Проснулся я оттого, что колокол перестал звонить. Как мне было холодно! Вероятно, я дрожал даже во сне. Сейчас у меня буквально зуб на зуб не попадал. Многие из спавших проснулись и сидели съежившись, тоже дрожа и стараясь согреться. Я огляделся. Белый туман окружал пароход, он был светлей, чем тогда, когда я заснул. Такой же непроницаемый, но светлый. Видимо, над ним начиналось утро. И странная стояла тишина. Такая тишина, будто я оглох. Не сразу понял я, в чем дело. Перестал звонить колокол, стихла машина. В белом недвижном тумане стоял мертвый пароход.

Наверное, что-то случилось. Мы заблудились в этом белесом тумане. Быть может, машина испортилась и течение беззвучно несет нас на страшные камни, к гибели… Я посмотрел вперед и вздрогнул от испуга. Над самой палубой висела глыба гранита. Сквозь белую дымку просвечивала каждая грань, каждый излом камня. Как она держалась в воздухе, эта глыба? На ней росла гнутая, скрюченная сосна. Мертвый, недвижный пароход, без дыхания котла, без плеска воды, без дрожи движения. Глыба гранита со скрюченной сосной, недвижно парящая в воздухе, и тишина, полная тишина вокруг.

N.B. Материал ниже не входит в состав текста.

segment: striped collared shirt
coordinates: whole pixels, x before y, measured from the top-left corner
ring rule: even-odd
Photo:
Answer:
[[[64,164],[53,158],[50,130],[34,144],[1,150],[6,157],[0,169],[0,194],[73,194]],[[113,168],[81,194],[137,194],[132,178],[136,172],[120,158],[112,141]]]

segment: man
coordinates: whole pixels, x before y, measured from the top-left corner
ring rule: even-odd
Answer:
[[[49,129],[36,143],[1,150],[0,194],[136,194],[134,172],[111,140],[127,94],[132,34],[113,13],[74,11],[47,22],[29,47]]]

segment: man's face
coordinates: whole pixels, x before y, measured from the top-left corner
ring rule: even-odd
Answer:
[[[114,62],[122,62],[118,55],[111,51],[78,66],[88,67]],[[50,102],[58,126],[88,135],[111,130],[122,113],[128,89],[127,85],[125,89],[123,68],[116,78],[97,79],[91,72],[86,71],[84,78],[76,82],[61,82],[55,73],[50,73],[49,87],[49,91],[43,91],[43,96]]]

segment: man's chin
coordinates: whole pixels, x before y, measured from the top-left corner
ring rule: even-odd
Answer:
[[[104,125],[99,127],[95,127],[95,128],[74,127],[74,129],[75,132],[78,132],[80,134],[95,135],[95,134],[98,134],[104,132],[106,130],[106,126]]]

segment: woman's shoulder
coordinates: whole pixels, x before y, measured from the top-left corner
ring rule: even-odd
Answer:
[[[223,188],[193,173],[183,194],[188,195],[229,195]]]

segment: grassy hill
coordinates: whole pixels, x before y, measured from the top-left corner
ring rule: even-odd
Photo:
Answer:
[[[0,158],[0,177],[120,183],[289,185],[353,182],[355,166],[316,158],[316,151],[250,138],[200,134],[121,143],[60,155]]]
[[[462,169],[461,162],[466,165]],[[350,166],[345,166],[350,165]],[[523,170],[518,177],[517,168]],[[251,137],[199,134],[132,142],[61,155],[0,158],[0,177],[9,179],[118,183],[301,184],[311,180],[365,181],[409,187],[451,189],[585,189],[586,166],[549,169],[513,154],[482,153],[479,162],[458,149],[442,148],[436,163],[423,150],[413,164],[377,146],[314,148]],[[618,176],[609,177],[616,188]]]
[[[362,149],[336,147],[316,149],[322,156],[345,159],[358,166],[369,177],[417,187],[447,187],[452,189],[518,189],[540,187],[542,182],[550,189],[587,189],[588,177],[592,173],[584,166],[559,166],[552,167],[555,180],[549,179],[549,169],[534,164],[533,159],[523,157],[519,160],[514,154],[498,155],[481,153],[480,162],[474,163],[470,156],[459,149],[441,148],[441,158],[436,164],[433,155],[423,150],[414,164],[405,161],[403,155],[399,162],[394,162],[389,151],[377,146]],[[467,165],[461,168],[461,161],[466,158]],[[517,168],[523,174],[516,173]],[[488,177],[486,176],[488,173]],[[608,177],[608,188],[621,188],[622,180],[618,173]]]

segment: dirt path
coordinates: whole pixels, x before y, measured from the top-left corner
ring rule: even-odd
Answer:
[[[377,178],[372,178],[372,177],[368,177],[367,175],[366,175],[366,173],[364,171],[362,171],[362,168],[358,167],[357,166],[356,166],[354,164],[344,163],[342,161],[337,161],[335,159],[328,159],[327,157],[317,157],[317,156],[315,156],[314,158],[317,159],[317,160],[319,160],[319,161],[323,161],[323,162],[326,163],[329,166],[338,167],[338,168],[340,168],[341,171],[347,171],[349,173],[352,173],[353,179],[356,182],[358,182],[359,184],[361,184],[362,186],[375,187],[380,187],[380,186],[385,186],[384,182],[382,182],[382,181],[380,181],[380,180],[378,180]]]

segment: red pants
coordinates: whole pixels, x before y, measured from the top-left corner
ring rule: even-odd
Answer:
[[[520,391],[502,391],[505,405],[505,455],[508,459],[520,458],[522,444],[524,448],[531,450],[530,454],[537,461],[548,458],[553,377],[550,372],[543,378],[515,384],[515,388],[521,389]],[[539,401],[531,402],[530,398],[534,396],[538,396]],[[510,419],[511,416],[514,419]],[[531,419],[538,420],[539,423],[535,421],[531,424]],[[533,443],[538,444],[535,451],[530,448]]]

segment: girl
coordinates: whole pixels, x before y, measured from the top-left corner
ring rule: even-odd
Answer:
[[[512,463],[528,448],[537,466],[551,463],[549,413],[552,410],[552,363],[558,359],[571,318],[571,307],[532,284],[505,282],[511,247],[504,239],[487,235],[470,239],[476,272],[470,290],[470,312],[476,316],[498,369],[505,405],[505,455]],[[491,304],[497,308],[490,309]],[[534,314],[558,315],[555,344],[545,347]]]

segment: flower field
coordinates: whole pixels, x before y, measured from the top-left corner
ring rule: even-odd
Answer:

Впрочем, мне только казалось, что тишина полная, потому что смолк колокол и стала машина. Привыкнув, я услыхал негромкий разговор на капитанском мостике. Слов я не мог разобрать, но голоса были спокойные. Мимо меня прошел матрос - я услышал его шаги; девочка, спавшая недалеко, тепло укрытая шубой, сонно говорила что-то, и женщина, наклонившись над ней, отвечала тихим, спокойным голосом.

На глыбе серого камня появился человек. Теперь я понял, что это вершина скалы, нависшей над нами, вершина невидимой скалы на невидимом берегу. Человек стоял держась рукой за ствол сосны, нагнув вперед голову. Он всматривался. Мы ведь тоже были от него полускрыты туманом. Мы тоже возникли неожиданно и таинственно: неизвестный, молчаливый, чуть проступающий сквозь серое облако пароход.

- «Люксембург», что ли? - спросил, вглядываясь, человек на скале.

- Он самый, - ответил негромко капитан с мостика.

Голоса в тумане звучали необыкновенно отчетливо. Оба говорили негромко, будто боясь разбудить кого-то.

- Эк заплутали! - сказал человек на скале.

- Это Клименецкие, что ли? - спросил капитан.

- Они самые, - подтвердил человек на скале. - Приставать будете?

- Отстоимся так, - сказал капитан. - Должно скинуть туман.

Человек на скале исчез. Он, видимо, отступил назад и скрылся за туманом или сошел вниз по невидимой мне тропинке.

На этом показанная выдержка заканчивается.